It was a habit he had picked up on the Dorsey bus, during the long rides through the night from city to city. He’d begun with dime novels, but quickly grew bored with the cheesy writing and flimsy plots. He wanted more than diversion; he wanted to improve himself. Now and then on the road he had been introduced to witty people who wanted to do more than gossip—they wanted to talk about the Depression and the New Deal and the labor movement. And while Sinatra had strong, inchoate emotions about the things they were discussing, to his embarrassment he lacked both the words and the hard knowledge to participate fully.
He began to read newspapers—not just the news, but the editorials and reviews. He was hungry for knowledge and the tools to express it. (He even began doing crossword puzzles, was pleased to find he was good at them.) When Frank thought about what moved him, he kept coming back to the times he had been made to feel small for who he was.
Everywhere he went, he felt revolted by the casual way Negroes were belittled and excluded. It helped to be white, but as soon as people found out he was Italian, things changed. If you were Italian, in fact, by many people’s definition you weren’t quite white anyway. When you had a name that ended with a vowel, it was easy to feel you weren’t a full-fledged American.
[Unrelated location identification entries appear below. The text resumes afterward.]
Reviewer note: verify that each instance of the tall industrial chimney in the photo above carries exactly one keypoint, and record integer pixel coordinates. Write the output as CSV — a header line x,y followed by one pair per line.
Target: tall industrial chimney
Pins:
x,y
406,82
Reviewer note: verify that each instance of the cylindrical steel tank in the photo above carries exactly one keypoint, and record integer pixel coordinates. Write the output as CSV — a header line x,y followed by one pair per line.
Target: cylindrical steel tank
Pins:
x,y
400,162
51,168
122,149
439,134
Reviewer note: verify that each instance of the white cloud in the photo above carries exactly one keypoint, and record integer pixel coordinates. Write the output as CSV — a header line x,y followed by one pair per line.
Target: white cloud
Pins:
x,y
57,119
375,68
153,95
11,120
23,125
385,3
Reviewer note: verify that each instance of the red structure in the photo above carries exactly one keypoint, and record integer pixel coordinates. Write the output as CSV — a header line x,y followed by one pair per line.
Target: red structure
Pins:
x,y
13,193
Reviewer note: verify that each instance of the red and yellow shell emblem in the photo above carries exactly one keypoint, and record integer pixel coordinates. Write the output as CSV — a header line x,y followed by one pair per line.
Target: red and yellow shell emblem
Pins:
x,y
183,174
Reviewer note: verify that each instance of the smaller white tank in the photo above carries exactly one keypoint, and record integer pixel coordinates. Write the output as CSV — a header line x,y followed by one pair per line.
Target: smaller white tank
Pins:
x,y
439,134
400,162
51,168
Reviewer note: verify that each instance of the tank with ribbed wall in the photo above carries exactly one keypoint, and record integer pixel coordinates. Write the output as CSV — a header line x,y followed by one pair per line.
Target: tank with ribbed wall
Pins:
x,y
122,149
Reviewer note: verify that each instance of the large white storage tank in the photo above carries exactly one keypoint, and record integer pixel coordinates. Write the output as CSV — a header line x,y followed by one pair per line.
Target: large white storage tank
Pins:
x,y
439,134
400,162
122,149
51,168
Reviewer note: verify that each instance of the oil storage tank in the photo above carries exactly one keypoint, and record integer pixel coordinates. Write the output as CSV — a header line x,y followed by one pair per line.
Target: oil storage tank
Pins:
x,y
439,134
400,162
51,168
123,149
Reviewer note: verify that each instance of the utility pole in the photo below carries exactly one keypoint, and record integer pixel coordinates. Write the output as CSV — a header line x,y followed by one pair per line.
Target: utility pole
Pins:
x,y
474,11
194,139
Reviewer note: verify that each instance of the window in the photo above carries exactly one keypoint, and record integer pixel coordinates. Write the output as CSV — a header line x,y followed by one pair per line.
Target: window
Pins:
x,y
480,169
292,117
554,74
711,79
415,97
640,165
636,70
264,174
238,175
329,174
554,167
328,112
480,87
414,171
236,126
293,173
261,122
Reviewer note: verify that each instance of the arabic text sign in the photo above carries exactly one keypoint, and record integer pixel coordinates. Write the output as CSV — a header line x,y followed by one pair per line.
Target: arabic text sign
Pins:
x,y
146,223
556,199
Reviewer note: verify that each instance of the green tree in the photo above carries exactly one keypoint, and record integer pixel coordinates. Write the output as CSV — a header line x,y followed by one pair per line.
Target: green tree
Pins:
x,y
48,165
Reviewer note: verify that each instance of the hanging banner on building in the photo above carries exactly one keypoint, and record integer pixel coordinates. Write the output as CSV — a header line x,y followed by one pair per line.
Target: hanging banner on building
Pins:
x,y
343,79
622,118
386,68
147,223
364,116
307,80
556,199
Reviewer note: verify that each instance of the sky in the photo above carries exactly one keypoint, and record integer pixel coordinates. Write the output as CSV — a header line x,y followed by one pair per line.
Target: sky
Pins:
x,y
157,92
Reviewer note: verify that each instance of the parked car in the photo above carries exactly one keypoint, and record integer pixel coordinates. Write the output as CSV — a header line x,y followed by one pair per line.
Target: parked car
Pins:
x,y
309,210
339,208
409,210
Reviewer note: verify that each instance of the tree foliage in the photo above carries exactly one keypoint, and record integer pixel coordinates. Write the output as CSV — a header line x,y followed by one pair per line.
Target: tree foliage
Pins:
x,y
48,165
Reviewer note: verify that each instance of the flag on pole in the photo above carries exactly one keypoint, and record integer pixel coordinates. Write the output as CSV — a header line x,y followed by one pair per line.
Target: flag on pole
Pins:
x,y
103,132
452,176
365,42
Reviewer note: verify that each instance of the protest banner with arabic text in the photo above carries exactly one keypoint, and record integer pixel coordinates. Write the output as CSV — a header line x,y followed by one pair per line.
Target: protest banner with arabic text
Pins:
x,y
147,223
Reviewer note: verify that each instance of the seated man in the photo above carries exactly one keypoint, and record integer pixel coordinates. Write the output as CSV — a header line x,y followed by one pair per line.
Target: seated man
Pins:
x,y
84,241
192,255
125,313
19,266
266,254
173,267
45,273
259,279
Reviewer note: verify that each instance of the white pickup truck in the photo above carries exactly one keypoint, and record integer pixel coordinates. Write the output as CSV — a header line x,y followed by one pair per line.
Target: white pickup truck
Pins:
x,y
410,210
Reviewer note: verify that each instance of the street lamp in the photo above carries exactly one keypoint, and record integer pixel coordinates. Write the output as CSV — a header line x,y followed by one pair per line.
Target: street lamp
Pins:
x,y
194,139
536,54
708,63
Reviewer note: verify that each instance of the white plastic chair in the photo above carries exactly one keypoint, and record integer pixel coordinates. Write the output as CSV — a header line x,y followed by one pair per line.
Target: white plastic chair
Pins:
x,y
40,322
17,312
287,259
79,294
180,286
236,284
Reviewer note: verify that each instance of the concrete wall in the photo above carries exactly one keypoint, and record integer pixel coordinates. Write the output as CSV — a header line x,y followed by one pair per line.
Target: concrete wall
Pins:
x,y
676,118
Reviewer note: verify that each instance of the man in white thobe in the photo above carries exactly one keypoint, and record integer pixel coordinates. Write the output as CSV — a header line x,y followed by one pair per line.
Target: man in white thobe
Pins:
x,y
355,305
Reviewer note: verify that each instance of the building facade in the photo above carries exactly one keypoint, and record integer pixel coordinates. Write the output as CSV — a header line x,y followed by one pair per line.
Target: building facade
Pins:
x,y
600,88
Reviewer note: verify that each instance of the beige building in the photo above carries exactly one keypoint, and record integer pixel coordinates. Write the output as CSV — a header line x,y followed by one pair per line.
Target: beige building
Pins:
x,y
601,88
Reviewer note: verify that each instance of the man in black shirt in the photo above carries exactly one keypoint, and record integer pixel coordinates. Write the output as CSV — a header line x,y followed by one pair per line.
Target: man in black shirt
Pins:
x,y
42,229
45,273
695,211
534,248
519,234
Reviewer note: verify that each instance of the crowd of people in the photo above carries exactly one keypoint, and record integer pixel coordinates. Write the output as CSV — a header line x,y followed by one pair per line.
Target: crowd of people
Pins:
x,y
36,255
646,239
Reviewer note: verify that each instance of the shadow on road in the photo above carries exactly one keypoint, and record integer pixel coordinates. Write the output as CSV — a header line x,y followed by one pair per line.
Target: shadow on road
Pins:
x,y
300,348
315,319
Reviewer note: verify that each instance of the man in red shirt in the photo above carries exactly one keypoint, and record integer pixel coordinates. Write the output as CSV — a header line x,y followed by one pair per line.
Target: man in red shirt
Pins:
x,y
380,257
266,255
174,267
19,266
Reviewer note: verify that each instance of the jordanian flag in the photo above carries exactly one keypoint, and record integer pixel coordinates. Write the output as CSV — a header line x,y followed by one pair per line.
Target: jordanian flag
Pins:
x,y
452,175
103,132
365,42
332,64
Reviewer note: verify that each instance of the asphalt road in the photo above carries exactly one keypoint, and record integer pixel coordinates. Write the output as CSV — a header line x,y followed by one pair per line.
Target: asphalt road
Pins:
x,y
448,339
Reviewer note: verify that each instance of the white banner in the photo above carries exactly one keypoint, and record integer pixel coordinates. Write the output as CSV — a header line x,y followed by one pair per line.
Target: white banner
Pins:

Except that he knew he was. Just as he knew that Billie and Art Tatum and Teddy Wilson and Lester Young and all the other great musicians he met on Fifty-second Street and in Harlem were too.
Now Frank read to express these thoughts. He worked his way through thick books about prejudice: Gunnar Myrdal’s American Dilemma, Gustavus Myers’s History of Bigotry in the United States, Howard Fast’s novel about Reconstruction, Freedom Road. When Sanicola and Levy saw him sitting in his train or plane seat with his nose in a tome, they’d shrug. “Frank,” they’d say with a sigh, meaning that was just the way he was. He also washed his hands twenty-five times a day, for Christ’s sake.
But when George Evans saw what his client was reading, he knew he had a gold mine on his hands. It wasn’t just that Evans, a dyed-in-the-wool liberal himself, agreed with Sinatra; it was that a right-minded, crusading Sinatra would make people forget all about the Sinatra who had dodged the draft.
This time when he reached the city, Dolly demanded to see him the second he got off the train. Frankie winced ever so slightly as his mother reached up to pinch his thin cheek.
Jesus Christ! Didn’t they fucking feed him anything out there?
After he saw his parents, he made another call, one that Dolly wouldn’t be very happy with.